Исходя из тех же критериев, Джерихо считал Энигму замечательной машиной — шедевром изобретательного человеческого ума, одновременно творящим и хаос, и тонкую ленточку смысла. В первое время пребывания в Блетчли он, бывало, фантазировал, как в один прекрасный день, когда кончится война, он отыщет немецкого изобретателя герра Артура Шербиуса и поставит ему кружку пива. Но потом узнал, что Шербиус умер в 1929 году, не дожив до успешной реализации своего патента; лошадь понесла — бывает же такая нелепость, — и он разбился.

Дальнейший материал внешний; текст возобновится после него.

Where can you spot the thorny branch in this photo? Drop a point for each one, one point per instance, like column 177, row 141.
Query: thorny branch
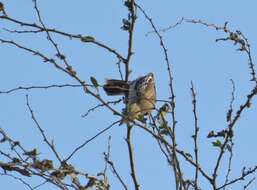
column 28, row 164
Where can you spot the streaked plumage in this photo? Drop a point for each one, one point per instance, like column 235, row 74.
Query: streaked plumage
column 141, row 95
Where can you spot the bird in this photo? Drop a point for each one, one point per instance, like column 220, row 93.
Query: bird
column 162, row 113
column 140, row 95
column 2, row 9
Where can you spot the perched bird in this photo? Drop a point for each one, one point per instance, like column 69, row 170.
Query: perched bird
column 162, row 113
column 140, row 95
column 2, row 9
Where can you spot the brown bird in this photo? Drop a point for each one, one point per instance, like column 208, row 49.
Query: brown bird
column 140, row 93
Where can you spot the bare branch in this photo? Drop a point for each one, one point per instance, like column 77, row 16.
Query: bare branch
column 51, row 145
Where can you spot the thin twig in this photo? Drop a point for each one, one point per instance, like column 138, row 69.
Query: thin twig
column 19, row 179
column 131, row 158
column 41, row 87
column 195, row 136
column 51, row 145
column 89, row 140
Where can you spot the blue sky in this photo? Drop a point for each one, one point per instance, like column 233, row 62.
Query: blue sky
column 194, row 55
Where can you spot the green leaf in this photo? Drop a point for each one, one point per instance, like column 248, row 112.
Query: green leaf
column 217, row 143
column 87, row 39
column 94, row 81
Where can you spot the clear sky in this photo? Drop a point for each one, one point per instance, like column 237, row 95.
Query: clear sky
column 194, row 55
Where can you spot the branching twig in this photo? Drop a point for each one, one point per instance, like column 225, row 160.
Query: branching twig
column 195, row 136
column 51, row 145
column 89, row 140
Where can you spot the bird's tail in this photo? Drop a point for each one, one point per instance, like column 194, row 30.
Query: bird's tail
column 115, row 87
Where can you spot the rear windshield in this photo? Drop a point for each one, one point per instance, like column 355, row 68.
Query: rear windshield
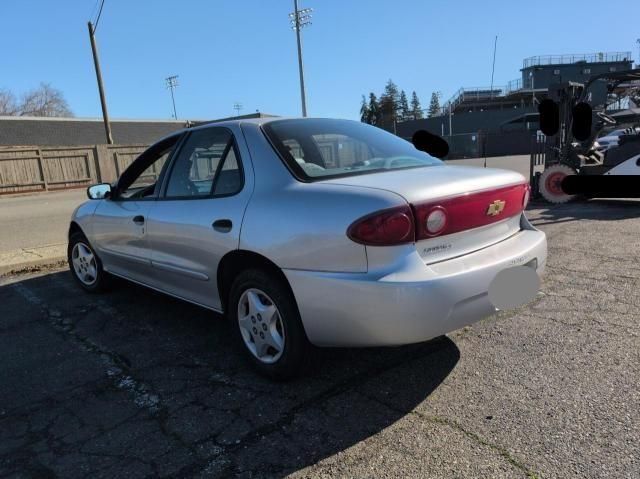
column 315, row 149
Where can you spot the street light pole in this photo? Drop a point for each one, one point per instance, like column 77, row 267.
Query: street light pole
column 300, row 19
column 103, row 101
column 172, row 83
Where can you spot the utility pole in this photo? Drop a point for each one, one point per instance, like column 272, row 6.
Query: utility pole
column 299, row 20
column 493, row 68
column 172, row 83
column 103, row 101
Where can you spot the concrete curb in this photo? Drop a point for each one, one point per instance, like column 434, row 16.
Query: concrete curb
column 32, row 259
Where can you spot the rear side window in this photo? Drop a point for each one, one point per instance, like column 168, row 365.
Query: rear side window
column 207, row 164
column 316, row 149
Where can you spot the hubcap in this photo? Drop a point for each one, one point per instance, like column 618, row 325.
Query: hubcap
column 84, row 264
column 261, row 325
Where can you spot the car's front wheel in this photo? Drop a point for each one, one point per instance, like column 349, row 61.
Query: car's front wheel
column 85, row 265
column 267, row 325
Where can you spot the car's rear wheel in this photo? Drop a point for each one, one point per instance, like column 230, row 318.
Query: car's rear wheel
column 267, row 325
column 85, row 265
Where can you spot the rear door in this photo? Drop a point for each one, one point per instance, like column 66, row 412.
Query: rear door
column 119, row 223
column 198, row 216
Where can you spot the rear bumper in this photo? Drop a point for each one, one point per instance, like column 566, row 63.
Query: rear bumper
column 413, row 304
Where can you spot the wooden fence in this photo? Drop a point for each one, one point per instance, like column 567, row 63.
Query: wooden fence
column 26, row 169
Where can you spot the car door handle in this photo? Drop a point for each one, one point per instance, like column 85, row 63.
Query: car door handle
column 223, row 226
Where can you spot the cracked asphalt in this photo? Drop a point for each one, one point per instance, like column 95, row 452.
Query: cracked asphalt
column 137, row 384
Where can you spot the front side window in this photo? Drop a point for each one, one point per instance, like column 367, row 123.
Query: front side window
column 206, row 165
column 324, row 148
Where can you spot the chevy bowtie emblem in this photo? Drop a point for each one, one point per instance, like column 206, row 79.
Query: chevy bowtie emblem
column 496, row 208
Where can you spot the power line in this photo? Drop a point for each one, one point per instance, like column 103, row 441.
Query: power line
column 95, row 24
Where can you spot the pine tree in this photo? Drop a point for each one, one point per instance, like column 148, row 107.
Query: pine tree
column 434, row 105
column 364, row 110
column 373, row 110
column 403, row 107
column 416, row 108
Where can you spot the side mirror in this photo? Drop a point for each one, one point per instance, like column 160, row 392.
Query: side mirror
column 99, row 192
column 549, row 117
column 430, row 143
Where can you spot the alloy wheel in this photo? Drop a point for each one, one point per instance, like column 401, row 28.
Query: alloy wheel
column 261, row 325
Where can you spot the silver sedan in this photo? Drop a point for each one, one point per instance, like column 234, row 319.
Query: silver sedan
column 311, row 231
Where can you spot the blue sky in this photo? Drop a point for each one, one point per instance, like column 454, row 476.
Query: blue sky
column 226, row 51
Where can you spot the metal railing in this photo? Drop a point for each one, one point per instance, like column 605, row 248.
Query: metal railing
column 513, row 86
column 575, row 58
column 471, row 93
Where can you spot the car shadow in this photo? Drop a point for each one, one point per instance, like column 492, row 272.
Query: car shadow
column 593, row 209
column 172, row 364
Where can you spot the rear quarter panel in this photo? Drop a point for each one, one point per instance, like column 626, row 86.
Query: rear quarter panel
column 304, row 225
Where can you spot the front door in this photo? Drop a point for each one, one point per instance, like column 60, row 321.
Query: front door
column 197, row 218
column 119, row 223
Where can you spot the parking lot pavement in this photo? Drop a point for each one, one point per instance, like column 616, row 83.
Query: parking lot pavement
column 137, row 384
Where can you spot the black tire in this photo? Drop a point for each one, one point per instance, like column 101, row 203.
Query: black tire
column 296, row 351
column 102, row 278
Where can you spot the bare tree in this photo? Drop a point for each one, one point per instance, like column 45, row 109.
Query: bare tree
column 8, row 104
column 44, row 101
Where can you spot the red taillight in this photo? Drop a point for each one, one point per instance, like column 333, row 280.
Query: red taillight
column 468, row 211
column 384, row 228
column 527, row 196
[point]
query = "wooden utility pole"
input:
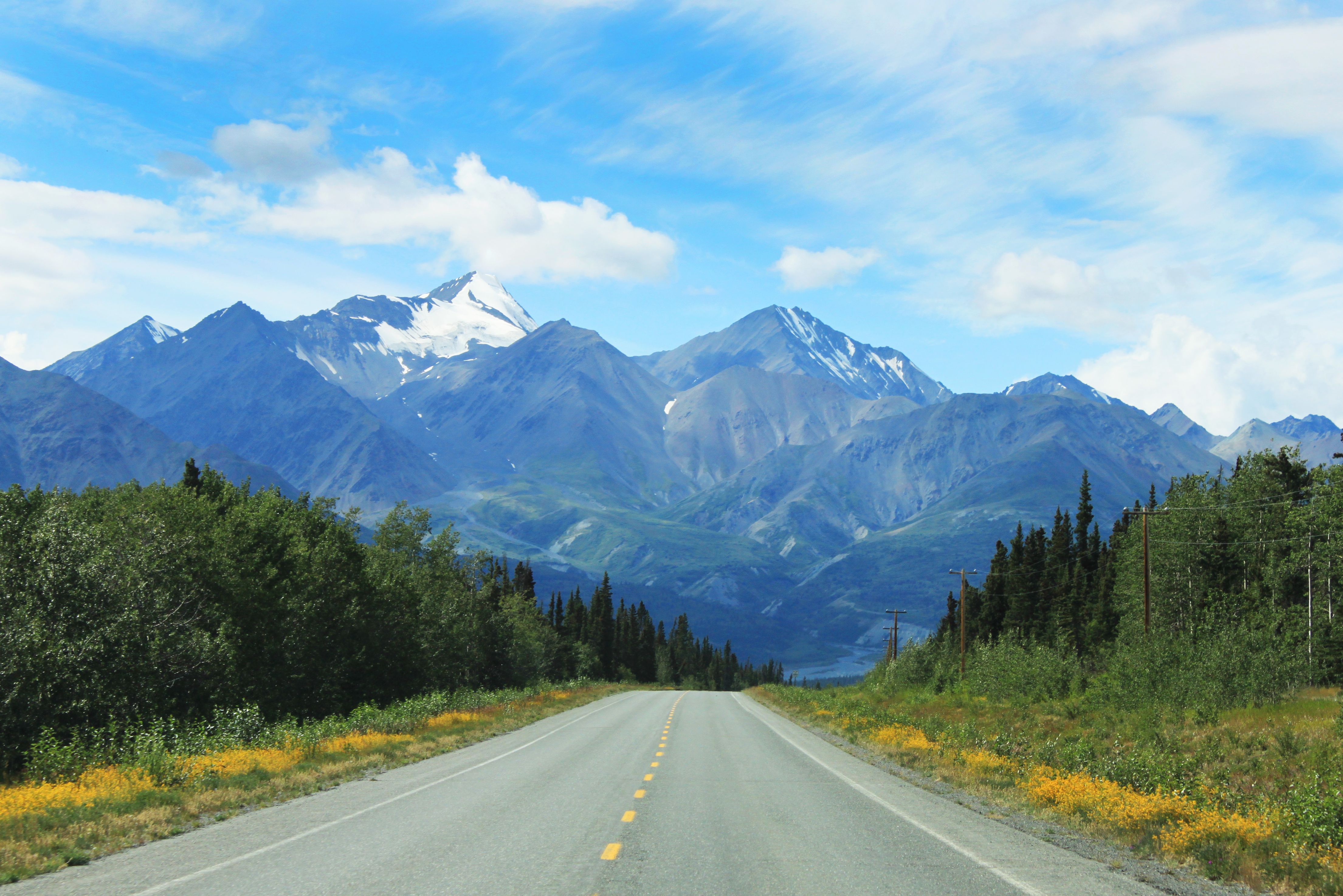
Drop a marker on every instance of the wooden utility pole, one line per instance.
(963, 573)
(894, 647)
(1148, 567)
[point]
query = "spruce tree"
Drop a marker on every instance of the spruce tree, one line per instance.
(191, 476)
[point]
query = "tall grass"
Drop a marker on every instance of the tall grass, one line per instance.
(1219, 668)
(164, 749)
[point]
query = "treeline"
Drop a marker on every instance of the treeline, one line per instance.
(1051, 586)
(133, 604)
(621, 644)
(1243, 569)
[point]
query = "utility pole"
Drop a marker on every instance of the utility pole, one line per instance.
(1148, 566)
(963, 573)
(894, 647)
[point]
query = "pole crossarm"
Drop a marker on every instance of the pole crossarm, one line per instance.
(894, 645)
(963, 573)
(1148, 563)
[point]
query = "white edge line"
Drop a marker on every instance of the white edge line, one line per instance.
(983, 863)
(164, 886)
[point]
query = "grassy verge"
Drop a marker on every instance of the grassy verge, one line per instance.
(1252, 796)
(73, 819)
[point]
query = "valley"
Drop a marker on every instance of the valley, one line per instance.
(786, 482)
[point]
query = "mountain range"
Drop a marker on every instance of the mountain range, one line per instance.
(780, 479)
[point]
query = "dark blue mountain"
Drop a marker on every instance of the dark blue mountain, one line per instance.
(234, 379)
(57, 433)
(139, 338)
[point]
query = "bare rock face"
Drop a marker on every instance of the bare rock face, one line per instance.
(781, 477)
(742, 414)
(789, 340)
(1177, 422)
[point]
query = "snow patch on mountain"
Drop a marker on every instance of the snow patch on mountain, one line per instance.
(475, 308)
(857, 365)
(158, 330)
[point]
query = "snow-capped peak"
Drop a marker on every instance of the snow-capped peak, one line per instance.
(449, 319)
(859, 367)
(159, 331)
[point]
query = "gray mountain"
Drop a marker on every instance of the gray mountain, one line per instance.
(373, 345)
(739, 416)
(882, 511)
(1315, 436)
(1313, 426)
(985, 451)
(560, 405)
(233, 379)
(1177, 422)
(57, 433)
(139, 338)
(793, 342)
(1056, 385)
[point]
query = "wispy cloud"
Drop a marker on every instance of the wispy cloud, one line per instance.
(178, 27)
(804, 269)
(488, 222)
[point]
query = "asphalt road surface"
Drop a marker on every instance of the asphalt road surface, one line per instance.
(667, 793)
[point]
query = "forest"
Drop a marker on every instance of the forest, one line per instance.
(147, 604)
(1241, 598)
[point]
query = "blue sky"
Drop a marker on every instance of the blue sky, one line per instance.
(1148, 194)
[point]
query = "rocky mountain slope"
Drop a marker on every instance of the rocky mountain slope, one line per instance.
(373, 345)
(234, 381)
(742, 414)
(139, 338)
(780, 475)
(560, 405)
(1177, 422)
(789, 340)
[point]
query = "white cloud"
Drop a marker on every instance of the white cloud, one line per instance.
(46, 230)
(488, 222)
(273, 152)
(1270, 372)
(40, 210)
(804, 269)
(1282, 78)
(183, 27)
(12, 346)
(1037, 288)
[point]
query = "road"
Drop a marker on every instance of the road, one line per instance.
(668, 793)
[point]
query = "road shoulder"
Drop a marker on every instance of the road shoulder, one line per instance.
(1154, 874)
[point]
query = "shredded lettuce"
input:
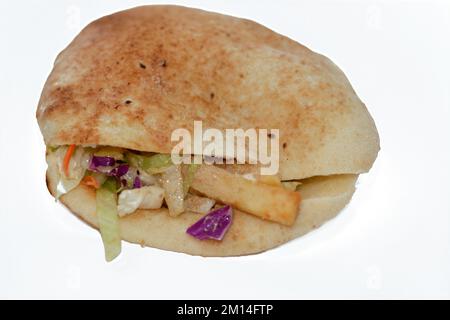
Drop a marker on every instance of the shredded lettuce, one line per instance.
(153, 164)
(108, 218)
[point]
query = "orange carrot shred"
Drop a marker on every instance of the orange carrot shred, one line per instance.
(67, 157)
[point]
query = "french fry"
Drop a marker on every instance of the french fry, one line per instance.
(266, 201)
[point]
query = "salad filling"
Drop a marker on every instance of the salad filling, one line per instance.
(127, 180)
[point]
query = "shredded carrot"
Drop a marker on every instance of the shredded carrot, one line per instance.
(91, 182)
(67, 157)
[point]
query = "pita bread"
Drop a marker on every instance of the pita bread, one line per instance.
(129, 79)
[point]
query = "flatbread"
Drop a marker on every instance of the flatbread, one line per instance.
(131, 78)
(323, 198)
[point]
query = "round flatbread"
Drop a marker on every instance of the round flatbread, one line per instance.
(129, 79)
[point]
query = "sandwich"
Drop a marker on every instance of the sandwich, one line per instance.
(129, 80)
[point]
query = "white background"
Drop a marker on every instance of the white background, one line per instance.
(392, 241)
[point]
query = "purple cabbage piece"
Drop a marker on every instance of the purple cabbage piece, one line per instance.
(119, 171)
(137, 183)
(212, 226)
(101, 162)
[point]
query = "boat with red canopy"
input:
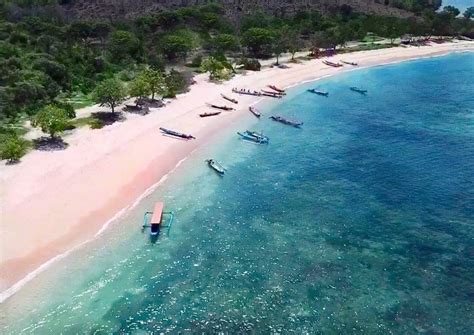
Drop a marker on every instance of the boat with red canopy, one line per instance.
(155, 220)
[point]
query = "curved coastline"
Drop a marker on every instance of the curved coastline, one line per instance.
(181, 153)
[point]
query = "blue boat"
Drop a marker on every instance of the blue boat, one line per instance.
(253, 136)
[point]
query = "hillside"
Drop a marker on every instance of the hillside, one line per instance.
(113, 9)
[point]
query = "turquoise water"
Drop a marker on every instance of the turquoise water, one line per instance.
(362, 221)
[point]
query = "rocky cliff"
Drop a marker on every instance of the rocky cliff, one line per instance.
(234, 8)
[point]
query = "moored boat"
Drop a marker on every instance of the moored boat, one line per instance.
(226, 108)
(271, 92)
(283, 120)
(349, 63)
(279, 90)
(359, 90)
(229, 99)
(253, 136)
(209, 114)
(216, 166)
(246, 92)
(177, 134)
(255, 112)
(331, 63)
(154, 220)
(315, 91)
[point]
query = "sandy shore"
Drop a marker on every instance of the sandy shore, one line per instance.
(54, 201)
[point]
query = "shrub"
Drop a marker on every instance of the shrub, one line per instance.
(13, 148)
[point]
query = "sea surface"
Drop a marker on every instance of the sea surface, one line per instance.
(359, 222)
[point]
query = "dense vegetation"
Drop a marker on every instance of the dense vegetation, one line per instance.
(47, 61)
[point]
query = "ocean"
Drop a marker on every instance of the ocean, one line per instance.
(361, 221)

Если бы дожил, то стал бы богатым человеком. В Блетчли подсчитали, что до конца 1942 года немцы выпустили по крайней мере сто тысяч энигм. Они были в каждом штабе армии, на каждой базе ВВС, на каждом военном корабле, каждой подводной лодке, в каждом порту, на каждой крупной железнодорожной станции, в каждой бригаде СС и каждом штабе гестапо. Никогда еще страна не доверяла такую значительную часть своей секретной связи одному устройству.
В особняке Блетчли шифроаналитики собрали полную комнату трофейных энигм, и Джерихо часами играл с ними. Машины были небольшими (чуть больше квадратного фута на шесть дюймов), портативными (весили всего двадцать шесть фунтов) и простыми в работе. Вы настраивали машину, печатали депешу, и зашифрованный текст буква за буквой высвечивался на панели из маленьких электрических лампочек. Тому, кто получал зашифрованное сообщение, надо было настроить свою машину точно так же, набрать шифрограмму — и лампочки высвечивали исходный открытый текст.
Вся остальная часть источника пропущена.